Оранжереи с цветами прелестны. В распределении клумб обнаруживаются вкус и знание дела. Я долго был тут, внимательно рассматривая все подробности этого уголка. Это — полярная Италия, как ее метко назвал высокий посетитель…
— Много ли вас тут? — спросил я у монаха.
— Трое; я, да двое работничков-богомольцев. Дело-то здесь маленькое. Порасширить бы его — да и того довольно. Фрухт только и идет, что для архимандрита и для почетных гостей!
— В Архангельск бы отправляли?
— Неужели же там нет своих парничков?
— Нет!
— А там бы лучше росло: теплее и климат способнее.

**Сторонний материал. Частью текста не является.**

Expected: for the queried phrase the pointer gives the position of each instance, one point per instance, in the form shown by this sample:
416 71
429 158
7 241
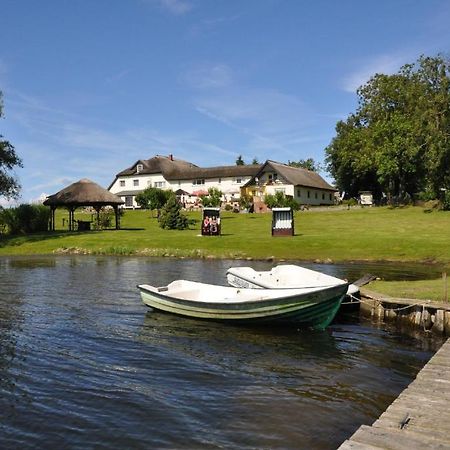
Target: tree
308 164
153 198
398 140
171 217
9 185
213 198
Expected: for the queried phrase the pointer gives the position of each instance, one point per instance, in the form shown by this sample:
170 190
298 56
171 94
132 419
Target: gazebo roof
83 193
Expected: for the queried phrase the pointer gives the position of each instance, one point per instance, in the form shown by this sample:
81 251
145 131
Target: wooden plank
397 439
353 445
419 417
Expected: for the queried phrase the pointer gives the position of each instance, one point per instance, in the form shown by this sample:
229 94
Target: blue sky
89 87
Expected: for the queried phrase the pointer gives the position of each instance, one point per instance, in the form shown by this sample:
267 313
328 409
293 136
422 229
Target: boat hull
287 276
314 310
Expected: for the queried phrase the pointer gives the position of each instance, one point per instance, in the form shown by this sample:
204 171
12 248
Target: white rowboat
314 307
283 276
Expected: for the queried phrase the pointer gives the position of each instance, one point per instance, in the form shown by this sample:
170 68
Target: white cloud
386 64
209 76
177 7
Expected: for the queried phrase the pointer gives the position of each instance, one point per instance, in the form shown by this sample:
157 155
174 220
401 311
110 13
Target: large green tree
9 185
398 139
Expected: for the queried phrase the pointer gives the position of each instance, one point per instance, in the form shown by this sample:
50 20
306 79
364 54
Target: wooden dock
419 418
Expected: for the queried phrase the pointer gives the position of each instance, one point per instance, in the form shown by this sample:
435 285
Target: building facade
186 179
189 181
304 186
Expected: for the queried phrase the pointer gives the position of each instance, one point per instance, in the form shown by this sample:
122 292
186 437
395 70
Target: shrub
446 201
280 200
171 217
213 199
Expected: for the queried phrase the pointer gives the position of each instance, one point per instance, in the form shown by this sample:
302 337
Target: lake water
84 364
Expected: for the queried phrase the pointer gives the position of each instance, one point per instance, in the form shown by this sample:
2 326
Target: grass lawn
435 290
370 234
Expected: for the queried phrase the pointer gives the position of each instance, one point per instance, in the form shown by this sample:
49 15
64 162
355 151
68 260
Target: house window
129 200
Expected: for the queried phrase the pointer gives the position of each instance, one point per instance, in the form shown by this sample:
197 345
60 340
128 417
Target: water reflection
84 364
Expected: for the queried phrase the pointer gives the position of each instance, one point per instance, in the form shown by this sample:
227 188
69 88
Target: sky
91 86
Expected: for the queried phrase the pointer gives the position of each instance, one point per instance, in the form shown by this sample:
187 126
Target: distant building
304 186
189 180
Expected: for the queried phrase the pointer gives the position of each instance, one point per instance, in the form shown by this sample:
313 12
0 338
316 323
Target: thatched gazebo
83 193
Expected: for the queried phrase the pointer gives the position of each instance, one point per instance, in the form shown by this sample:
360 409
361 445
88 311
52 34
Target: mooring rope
358 300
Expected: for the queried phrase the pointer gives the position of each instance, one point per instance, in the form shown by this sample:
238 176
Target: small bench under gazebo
83 193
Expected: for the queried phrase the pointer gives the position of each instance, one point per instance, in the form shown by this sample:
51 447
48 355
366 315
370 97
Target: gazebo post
72 217
52 218
97 209
116 213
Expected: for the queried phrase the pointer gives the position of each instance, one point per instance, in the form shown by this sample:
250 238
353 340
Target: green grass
369 234
434 290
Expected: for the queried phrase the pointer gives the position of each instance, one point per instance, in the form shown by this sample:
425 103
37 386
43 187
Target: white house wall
134 184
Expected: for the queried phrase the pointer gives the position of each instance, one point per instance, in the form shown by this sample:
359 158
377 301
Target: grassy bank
434 290
373 234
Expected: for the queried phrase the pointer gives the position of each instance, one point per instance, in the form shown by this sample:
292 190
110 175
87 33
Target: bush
25 219
213 199
280 200
171 217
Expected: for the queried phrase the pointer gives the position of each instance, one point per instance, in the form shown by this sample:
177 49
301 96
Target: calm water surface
84 364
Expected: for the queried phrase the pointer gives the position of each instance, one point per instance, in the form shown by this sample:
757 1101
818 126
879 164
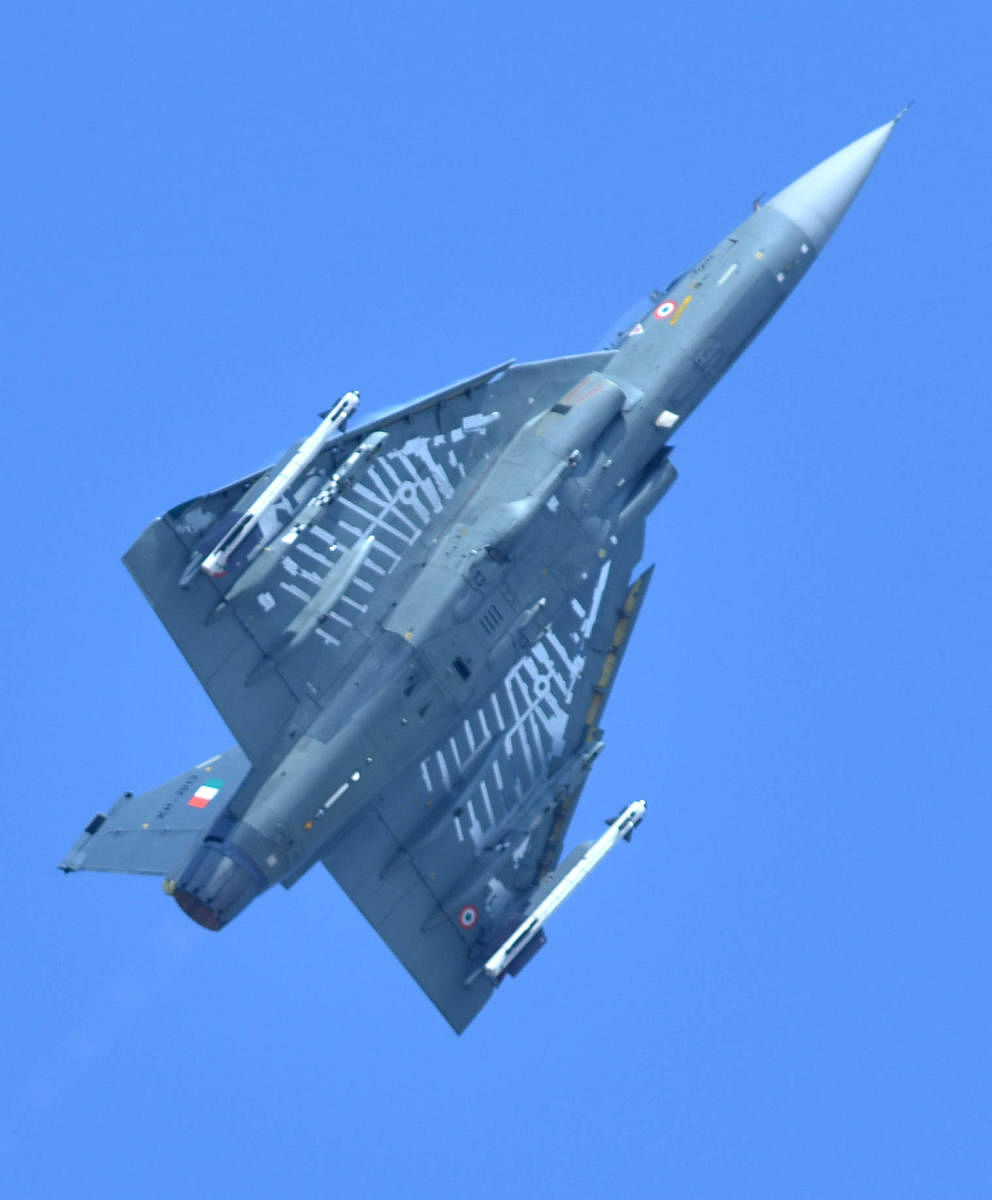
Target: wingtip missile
519 941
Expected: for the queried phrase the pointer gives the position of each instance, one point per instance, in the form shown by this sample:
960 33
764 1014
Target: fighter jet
412 628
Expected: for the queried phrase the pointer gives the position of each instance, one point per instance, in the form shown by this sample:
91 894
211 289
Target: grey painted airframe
412 628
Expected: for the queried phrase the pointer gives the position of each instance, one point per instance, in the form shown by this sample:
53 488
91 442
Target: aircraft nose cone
817 201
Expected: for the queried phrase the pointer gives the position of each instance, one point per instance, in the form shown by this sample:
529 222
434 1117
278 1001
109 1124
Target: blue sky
218 217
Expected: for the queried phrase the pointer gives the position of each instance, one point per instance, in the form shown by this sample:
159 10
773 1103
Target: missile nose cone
817 201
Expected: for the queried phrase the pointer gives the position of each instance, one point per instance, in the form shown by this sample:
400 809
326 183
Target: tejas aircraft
412 628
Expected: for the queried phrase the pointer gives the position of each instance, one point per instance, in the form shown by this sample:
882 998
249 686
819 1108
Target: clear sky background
216 219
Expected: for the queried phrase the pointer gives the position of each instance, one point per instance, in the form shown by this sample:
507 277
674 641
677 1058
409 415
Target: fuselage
579 473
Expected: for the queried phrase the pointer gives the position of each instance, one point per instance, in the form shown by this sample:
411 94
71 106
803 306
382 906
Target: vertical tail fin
155 833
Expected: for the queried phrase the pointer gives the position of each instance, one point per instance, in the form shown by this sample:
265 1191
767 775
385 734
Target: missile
588 857
270 557
367 450
215 563
318 607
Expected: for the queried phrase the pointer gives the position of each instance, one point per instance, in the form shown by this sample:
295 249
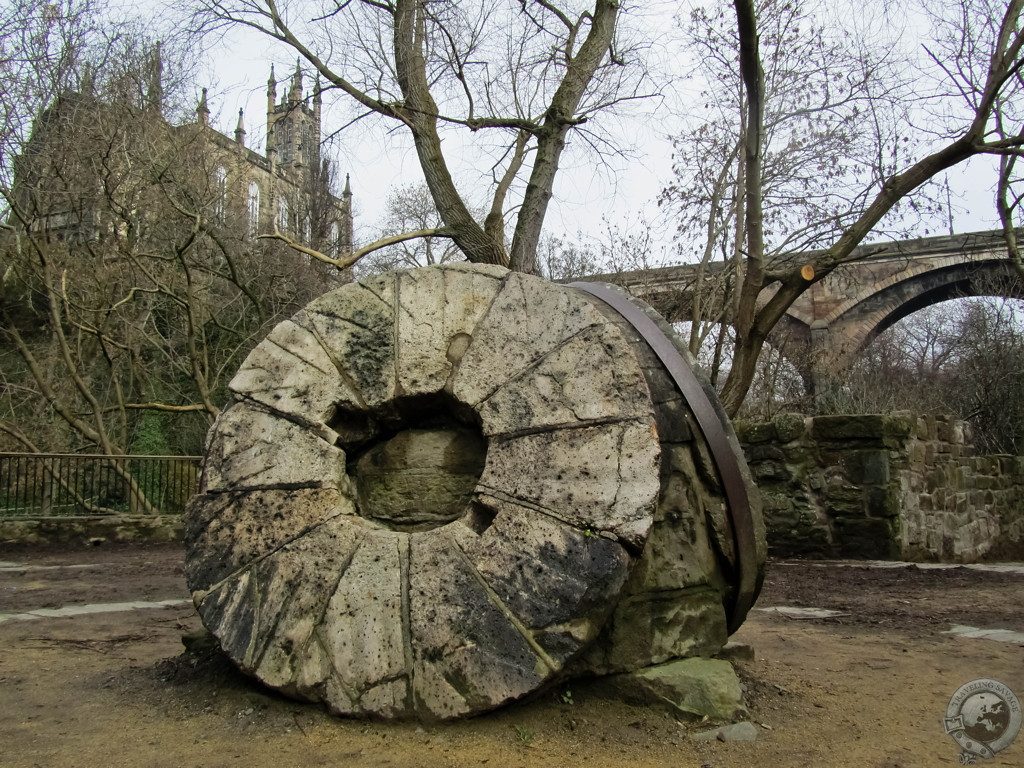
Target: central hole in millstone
420 478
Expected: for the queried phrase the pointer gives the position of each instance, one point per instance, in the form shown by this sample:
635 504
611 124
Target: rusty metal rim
714 431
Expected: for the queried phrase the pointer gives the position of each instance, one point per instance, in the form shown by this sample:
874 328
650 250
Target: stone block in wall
790 427
751 434
859 427
883 502
866 467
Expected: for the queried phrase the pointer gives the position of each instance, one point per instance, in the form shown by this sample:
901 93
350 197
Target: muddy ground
866 688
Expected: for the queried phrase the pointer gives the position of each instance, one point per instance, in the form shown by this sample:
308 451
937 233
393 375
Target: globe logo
983 717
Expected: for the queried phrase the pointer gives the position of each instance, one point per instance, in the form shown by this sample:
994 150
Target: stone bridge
842 313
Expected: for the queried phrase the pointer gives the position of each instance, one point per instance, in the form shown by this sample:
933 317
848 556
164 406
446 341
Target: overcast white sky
624 194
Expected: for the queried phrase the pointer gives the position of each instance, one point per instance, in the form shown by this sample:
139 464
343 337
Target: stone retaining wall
885 486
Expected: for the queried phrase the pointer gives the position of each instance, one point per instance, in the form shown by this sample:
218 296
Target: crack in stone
345 378
586 529
588 424
315 427
292 352
404 565
318 624
255 604
456 366
496 600
537 361
242 569
268 639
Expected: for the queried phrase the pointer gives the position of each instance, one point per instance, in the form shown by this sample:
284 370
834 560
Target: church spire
295 92
240 130
155 76
203 110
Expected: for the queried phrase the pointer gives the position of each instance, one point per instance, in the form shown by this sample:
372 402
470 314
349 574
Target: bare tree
410 208
964 357
830 105
977 53
520 76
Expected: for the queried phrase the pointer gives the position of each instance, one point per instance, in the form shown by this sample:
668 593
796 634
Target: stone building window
220 194
283 214
252 208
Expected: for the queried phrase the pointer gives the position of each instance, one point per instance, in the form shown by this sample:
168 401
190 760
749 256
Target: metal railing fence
44 484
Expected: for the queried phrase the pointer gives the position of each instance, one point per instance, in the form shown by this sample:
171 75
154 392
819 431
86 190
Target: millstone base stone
691 688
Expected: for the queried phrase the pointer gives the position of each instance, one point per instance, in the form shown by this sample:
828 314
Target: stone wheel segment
363 600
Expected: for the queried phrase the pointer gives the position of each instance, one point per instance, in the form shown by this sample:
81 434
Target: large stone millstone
431 489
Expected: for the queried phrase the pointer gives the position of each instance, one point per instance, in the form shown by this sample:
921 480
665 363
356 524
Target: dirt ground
865 689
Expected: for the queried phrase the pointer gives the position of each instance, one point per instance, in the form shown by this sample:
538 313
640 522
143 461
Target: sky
623 192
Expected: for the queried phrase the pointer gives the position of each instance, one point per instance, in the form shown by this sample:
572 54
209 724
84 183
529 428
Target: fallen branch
346 261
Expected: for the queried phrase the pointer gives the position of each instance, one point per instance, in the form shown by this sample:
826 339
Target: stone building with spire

У немцев, поди, есть в Архангельске все. Наши только, русские, подгадили!
Позади парников я взобрался на гору. Отсюда открывался чудный вид на потонувшие внизу леса и озера. Не хотелось верить, что мы на крайнем севере. И воздух, и небо, и земля — все напоминало юг Швейцарии. Только бы побольше животной жизни.
Пейзажи Соловков были бы еще живописнее, если это возможно, когда бы тут было побольше стад и птиц. Молчание в природе слишком сосредоточивает душу. Созерцания принимают нерадостный характер и переходят в мистицизм. Пение птиц, блеяние стад настроили бы душу на иной, более веселый лад. Даже и чайки внутри островов попадаются в одиночку, и то редко.
XXXI
Сельдяной лов
Я направился как-то на восточную сторону соловецкой гавани. Еще издали несло ворванью и запахом свежеванного морского зверя.
Тут оказалась салотопня. Устройство ее весьма просто и практично. Тут же на солнышке сушились жирные шкуры морского зверя: нерп, белуг, тюленей, лысунов и др.
— Много ли у вас добывается зверя? — спросил я у встретившегося мне монаха.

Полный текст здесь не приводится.